Violence militaire : Faya Millimono dénonce l’agression de la garde présidentielle contre un membre des droits de l’homme

faya_milimonoAlpha Condé et ses sbires montrent ces derniers temps des pratiques dignes de la période Stalinienne. En plus des assassinants ciblés sans aucune élucidation, ce sont désormais à visage découvert que la garde présidentielle s’attaque à des paisibles citoyens qui n’ont pour tort que leur engagement dans des organismes qui défendent l’instauration d’un Etat de droit et de décomcratie. C’est ce qui serait arrivé à Me Thierno Souleymane BALDE, Président de l’IRDED (Institut de Recherche sur la Démocratie et l’Etat de Droit). Me Baldé fût victime d’une agression perpétrée par des militaires du BATA.  Le hic est que cette attaque s’est produite en présence du Commandant de Bataillon Moussa Camara qui a adopté une passivité complice. Face à cette attitude hautement condamnable, le Bloc Libéral (BL) présidé par Faya Millimono a fait une sortie musclée que nous vous livrons en intégralité.

« Le Bloc Libéral (BL) condamne irrémédiablement l’agression perpétrée par des militaires du BATA contre Me Thierno Souleymane BALDE ; Président de l’IRDED (Institut de Recherche sur la Démocratie et l’Etat de Droit). L’incident s’est déroulé le 9 février 2015, à 13 :40 dans le périmètre de la Cour d’Appel de Conakry, en présence du Commandant de Bataillon Moussa Camara qui a adopté une passivité complice. Partant, l’attitude de ce Commandant militaire cautionne le mépris que les autorités Guinéennes, par son biais, ont pour les droits humains. Aussi, le fait que l’incident se soit produit en plein jour et au sein de la Cour d’Appel, et de surcroit contre un avocat, démontre et confirme à suffisance l’absence de l’Etat de droit en Guinée.

Est-il besoin de signaler que l’acte de violence perpétré contre Me BALDE, ainsi que d’autres qui sont restés impunis,  s’inscrit dans la stratégie d’intimidation des citoyens, dans une visée politicienne à l’approche des présidentielles.
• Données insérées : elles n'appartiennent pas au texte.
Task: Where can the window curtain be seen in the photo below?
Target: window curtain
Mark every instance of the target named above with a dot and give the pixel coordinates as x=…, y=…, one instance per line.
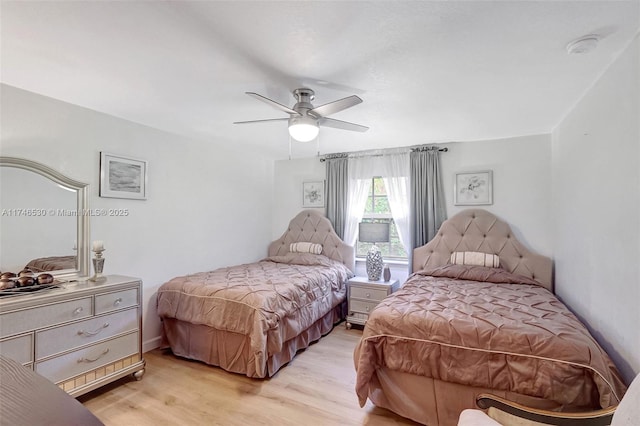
x=361, y=170
x=428, y=209
x=395, y=174
x=337, y=192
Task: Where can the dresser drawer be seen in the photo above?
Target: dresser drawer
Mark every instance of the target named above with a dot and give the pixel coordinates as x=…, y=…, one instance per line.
x=19, y=348
x=117, y=300
x=44, y=316
x=55, y=340
x=75, y=363
x=368, y=293
x=361, y=306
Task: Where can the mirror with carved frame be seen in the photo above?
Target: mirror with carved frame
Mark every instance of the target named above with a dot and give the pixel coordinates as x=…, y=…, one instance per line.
x=44, y=225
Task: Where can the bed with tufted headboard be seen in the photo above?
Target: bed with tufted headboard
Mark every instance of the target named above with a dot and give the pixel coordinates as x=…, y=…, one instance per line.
x=253, y=318
x=478, y=316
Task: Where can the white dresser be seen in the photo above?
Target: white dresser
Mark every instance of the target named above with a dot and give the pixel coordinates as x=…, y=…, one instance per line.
x=364, y=295
x=80, y=336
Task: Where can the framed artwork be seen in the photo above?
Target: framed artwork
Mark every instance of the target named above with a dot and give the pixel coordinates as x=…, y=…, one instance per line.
x=122, y=177
x=313, y=194
x=473, y=188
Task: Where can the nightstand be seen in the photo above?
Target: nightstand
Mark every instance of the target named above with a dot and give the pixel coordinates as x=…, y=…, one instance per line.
x=364, y=295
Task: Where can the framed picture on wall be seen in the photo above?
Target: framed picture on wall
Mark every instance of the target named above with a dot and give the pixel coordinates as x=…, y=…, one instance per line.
x=313, y=194
x=122, y=177
x=473, y=188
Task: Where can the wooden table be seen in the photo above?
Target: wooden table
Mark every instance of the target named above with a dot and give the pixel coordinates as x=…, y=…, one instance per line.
x=27, y=398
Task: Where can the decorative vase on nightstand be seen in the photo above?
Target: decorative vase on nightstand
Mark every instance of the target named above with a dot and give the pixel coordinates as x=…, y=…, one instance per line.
x=386, y=274
x=374, y=263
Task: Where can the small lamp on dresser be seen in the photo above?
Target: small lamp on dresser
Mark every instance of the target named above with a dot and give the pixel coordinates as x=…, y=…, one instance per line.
x=373, y=233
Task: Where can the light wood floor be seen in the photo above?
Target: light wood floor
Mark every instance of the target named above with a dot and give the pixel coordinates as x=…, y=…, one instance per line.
x=316, y=388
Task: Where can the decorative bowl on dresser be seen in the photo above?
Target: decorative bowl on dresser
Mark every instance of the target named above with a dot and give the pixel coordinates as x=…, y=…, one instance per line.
x=364, y=295
x=81, y=335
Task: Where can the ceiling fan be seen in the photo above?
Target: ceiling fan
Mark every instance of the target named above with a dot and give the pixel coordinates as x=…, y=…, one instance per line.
x=305, y=119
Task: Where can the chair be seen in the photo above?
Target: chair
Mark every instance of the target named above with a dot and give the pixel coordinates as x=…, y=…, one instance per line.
x=501, y=412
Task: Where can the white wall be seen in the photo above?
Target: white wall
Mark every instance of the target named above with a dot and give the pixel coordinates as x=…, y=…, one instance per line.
x=206, y=205
x=596, y=206
x=521, y=183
C’est pourquoi, dans l’esprit de  la Constitution qui garantit la protection à tout  citoyen, le BL supporte sans réserve Me BALDE dans ses démarches judiciaires afin que justice lui soit rendue. Le système légal en vigueur en Guinée doit engendrer  une justice républicaine; elle doit protéger tout  Guinéen : Peuhl ou Forestier, Soussou ou Malinké ; Musulman ou chrétien, libre-penseur ou traditionaliste. 

Le BL voudrait évoquer le cas similaire — donc troublant, du regretté Ex-Ministre Thierno Aliou DIAOUNE. En effet, de sources concordantes rapportent que ce valeureux citoyen aurait été victime d’une série d’intimidations et de menaces bien avant son assassinat, à Conakry. C’est pourquoi, le BL craint que les menaces proférées contre Me BALDE par les Bérets Rouges ne soient les signes prémonitoires d’un destin funeste dans un futur proche. C’est pourquoi, le BL voudrait attirer l’attention des ambassades accréditées à Conakry quant à l’instauration d’un climat d’insécurité progressive en Guinée, sur la vraisemblable commandite du régime actuel.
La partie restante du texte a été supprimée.